When they can get the trucks to move their cows, fuel and labor costs are soaring, which eats away at their profits.
Askin said they tried to budget accurately for Askin Land and Livestock’s direct fuel costs, contracting between $3.00 and $3.20 per gallon. Instead, they were looking at $5 per gallon.
“From a budget perspective, we wildly missed it,” Askin said.
Those costs, Askin explained, are a big portion of the cost of operations. Being off 70% on their estimations, they’ve had to become more efficient with their fuel usage.
“I know a lot of people have had to increase their lines of credit in order to make up for” the increased cost of fuel and freight, Askin said.
Drought conditions are hitting alfalfa yields and driving up feed prices. Askin said he’s seen feed prices go from $100 per ton a couple years ago to $300 per ton now.
Jim Magagna, executive vice president for the Wyoming Stockgrowers Association, said that due to the scarcity and cost of feed, many cattle producers are shipping their cattle off to feed lots earlier than usual, which means the quality of the cow isn’t as good as it could have been.
Brett Crosby, owner of Cowley-based Custom Ag Solutions, said, “It was so incredibly dry this spring. There was just no water anywhere.”
He’s said he’s had neighbors selling off 10% to 20% of their herd earlier in the year, but there wasn’t a good market for them. So, they had to sell off a chunk of their herd to stay viable, but they didn’t get a lot of money from the sales.
“So that was kind of a double whammy for people who had to sell cows,” Crosby said.
One of the best indicators of the general state of the cowherd in the U.S. is the number of heifers in the fed cattle slaughter mix. Crosby said the industry killed more females between January 1 and July 1, than the same period of any year since 1982.
Magagna said ranchers in the southeast part of the state, around Wheatland and Cheyenne, got some precipitation later in the year, which will help their cows put on some weight before they’re shipped, but some parts of Wyoming just stayed dry through the season.
The growers are also facing the same challenges.
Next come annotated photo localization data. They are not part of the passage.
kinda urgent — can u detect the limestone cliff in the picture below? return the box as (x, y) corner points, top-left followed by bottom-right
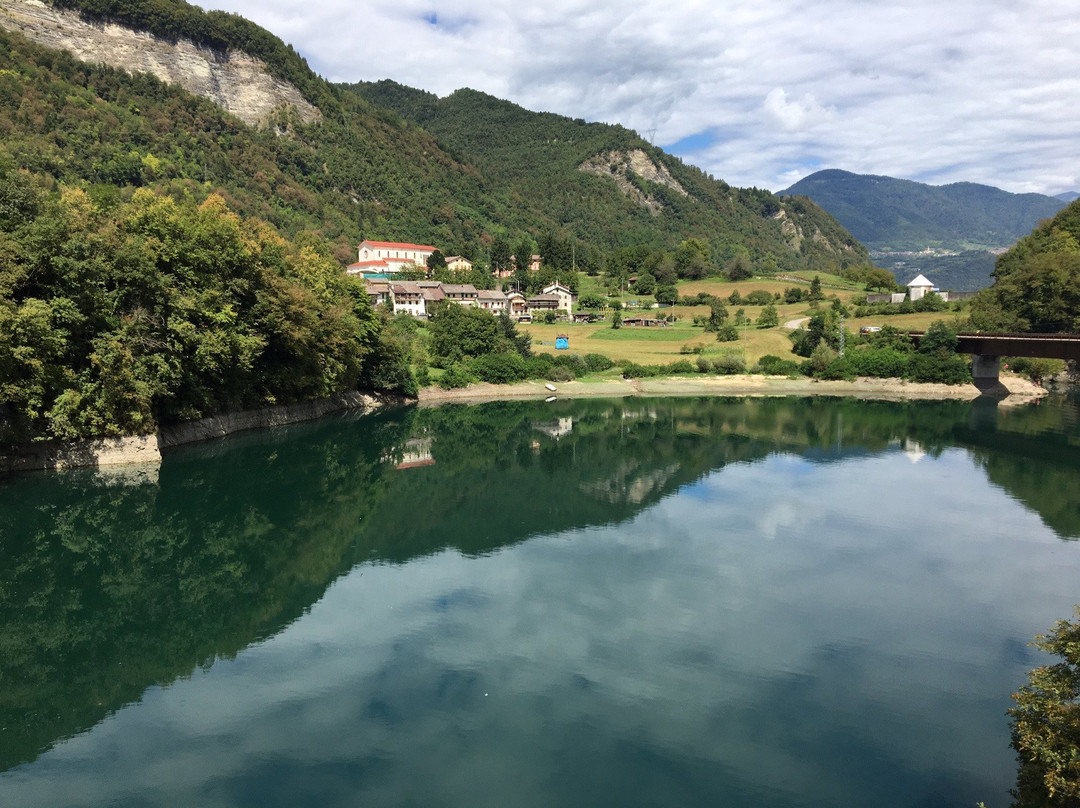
(579, 148), (688, 214)
(0, 0), (320, 126)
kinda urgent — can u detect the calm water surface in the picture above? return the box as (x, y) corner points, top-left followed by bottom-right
(2, 395), (1079, 808)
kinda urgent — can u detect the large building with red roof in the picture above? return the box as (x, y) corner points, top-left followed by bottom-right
(346, 240), (436, 275)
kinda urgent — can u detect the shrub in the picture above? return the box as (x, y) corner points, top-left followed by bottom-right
(905, 354), (971, 384)
(819, 356), (857, 380)
(621, 363), (662, 378)
(583, 353), (614, 372)
(553, 353), (588, 375)
(1007, 356), (1066, 383)
(668, 359), (696, 374)
(756, 355), (793, 375)
(524, 354), (555, 378)
(716, 323), (740, 342)
(547, 366), (575, 382)
(713, 355), (747, 375)
(696, 356), (713, 373)
(744, 290), (775, 306)
(469, 352), (527, 384)
(438, 363), (474, 389)
(846, 348), (908, 378)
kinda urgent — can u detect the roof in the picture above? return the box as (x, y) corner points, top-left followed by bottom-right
(907, 274), (934, 287)
(347, 259), (389, 270)
(441, 284), (478, 294)
(542, 282), (574, 294)
(359, 240), (436, 251)
(477, 289), (507, 300)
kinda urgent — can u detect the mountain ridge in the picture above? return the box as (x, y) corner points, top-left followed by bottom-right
(779, 168), (1065, 253)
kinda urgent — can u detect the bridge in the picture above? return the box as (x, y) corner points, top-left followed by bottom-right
(909, 331), (1080, 392)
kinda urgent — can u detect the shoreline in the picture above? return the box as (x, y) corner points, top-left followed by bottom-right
(0, 390), (403, 474)
(417, 373), (1049, 406)
(1, 375), (1049, 474)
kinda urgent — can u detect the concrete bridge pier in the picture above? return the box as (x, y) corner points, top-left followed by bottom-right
(971, 354), (1009, 397)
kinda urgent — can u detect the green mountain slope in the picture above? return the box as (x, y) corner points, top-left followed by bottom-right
(0, 0), (869, 275)
(780, 169), (1065, 253)
(345, 80), (869, 271)
(968, 199), (1080, 332)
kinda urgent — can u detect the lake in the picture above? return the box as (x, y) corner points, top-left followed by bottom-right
(1, 394), (1079, 808)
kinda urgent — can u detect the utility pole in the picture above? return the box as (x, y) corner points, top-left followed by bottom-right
(839, 316), (846, 357)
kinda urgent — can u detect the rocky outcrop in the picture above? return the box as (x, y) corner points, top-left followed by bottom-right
(0, 391), (402, 473)
(0, 0), (320, 126)
(579, 149), (688, 214)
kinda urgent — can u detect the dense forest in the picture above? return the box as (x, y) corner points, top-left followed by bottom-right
(968, 198), (1080, 332)
(0, 166), (413, 445)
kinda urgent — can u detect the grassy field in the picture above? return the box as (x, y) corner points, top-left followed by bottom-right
(518, 274), (965, 368)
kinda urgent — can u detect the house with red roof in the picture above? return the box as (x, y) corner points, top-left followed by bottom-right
(346, 240), (437, 275)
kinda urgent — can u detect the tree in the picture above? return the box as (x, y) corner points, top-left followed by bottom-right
(674, 238), (711, 280)
(427, 301), (501, 363)
(490, 235), (512, 275)
(632, 272), (656, 295)
(809, 275), (824, 300)
(757, 304), (779, 328)
(655, 285), (679, 306)
(705, 301), (728, 332)
(726, 250), (753, 281)
(918, 320), (959, 357)
(1009, 608), (1080, 808)
(426, 249), (447, 271)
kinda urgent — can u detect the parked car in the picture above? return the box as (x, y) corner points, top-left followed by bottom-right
(860, 326), (882, 335)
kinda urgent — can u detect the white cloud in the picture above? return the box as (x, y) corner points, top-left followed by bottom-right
(193, 0), (1080, 195)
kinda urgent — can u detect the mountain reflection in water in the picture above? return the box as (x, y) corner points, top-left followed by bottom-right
(1, 394), (1078, 808)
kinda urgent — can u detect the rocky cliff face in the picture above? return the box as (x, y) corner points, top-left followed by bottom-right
(579, 149), (688, 214)
(0, 0), (320, 126)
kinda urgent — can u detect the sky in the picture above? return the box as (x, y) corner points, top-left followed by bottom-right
(196, 0), (1080, 197)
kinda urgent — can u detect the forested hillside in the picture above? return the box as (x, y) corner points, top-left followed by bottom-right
(968, 199), (1080, 332)
(0, 0), (871, 275)
(0, 168), (414, 445)
(780, 169), (1064, 253)
(348, 80), (868, 272)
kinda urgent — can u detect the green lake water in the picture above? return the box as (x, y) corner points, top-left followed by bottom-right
(2, 394), (1079, 807)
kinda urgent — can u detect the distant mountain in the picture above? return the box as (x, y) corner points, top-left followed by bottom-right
(884, 251), (998, 293)
(1056, 192), (1080, 203)
(779, 169), (1065, 253)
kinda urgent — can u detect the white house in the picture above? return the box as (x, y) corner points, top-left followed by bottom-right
(541, 282), (577, 314)
(445, 255), (473, 272)
(390, 281), (445, 317)
(477, 289), (509, 314)
(906, 274), (935, 301)
(441, 284), (479, 307)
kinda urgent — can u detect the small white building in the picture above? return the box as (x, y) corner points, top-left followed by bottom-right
(391, 281), (445, 317)
(906, 274), (935, 301)
(477, 289), (509, 314)
(444, 255), (473, 272)
(541, 282), (577, 314)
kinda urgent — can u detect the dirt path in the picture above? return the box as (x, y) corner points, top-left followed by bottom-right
(784, 317), (810, 330)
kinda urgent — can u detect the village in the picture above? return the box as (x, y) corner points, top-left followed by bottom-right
(349, 238), (579, 322)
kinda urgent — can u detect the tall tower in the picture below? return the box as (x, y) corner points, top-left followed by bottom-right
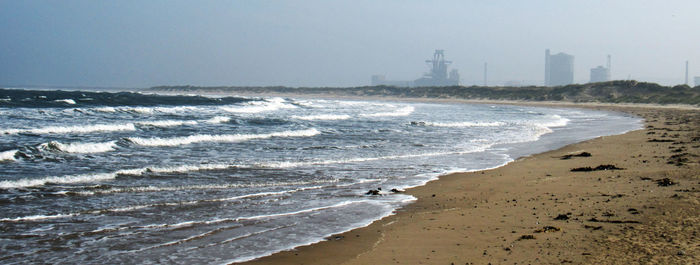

Beau Fulton grows alfalfa seed, grass seed, malt barley and pinto beans up on Heart Mountain in Park County.
“Fertilizer and fuel were up so darn much, which I’m sure it’s something you’ll hear from everyone,” Fulton said.
Magagna said, besides everything else, farm equipment costs are also up. When producers need parts for their machinery, it’s hard to come by, and when they manage to get their hands on what they need, costs are way up.
The one saving grace for the year is that the commodity prices are up. Those will help make up for some of those increased costs when it all goes to market, but margins are going to be tight.
Askin said consumer prices are often misperceived as being a boon for the rancher.
“A lot of people think that beef prices at the grocery store correlate all the way back to the producer. Unfortunately, our share of that is very low,” Askin said.
Crosby said that due to the weakening dollar this year, the big packers that control much of the meat processing will likely see solid revenues from selling off byproducts on the export market. This will mean the packers’ margins will be better, and so the producer should get a good price per head of cattle. Cattle futures are also doing really well, Crosy said.
For the meat consumer, Crosby said, prices will be up as all food prices are, but he doesn’t think they’ll explode in the coming year since exports revenues will be good.
Of course, nothing is for certain.
Fuller said that farming comes with these challenges every year, and for his own operation, he said it’s not going to be a terrible year.
“Everything has been fairly good. I’m pretty thankful,” Fuller said.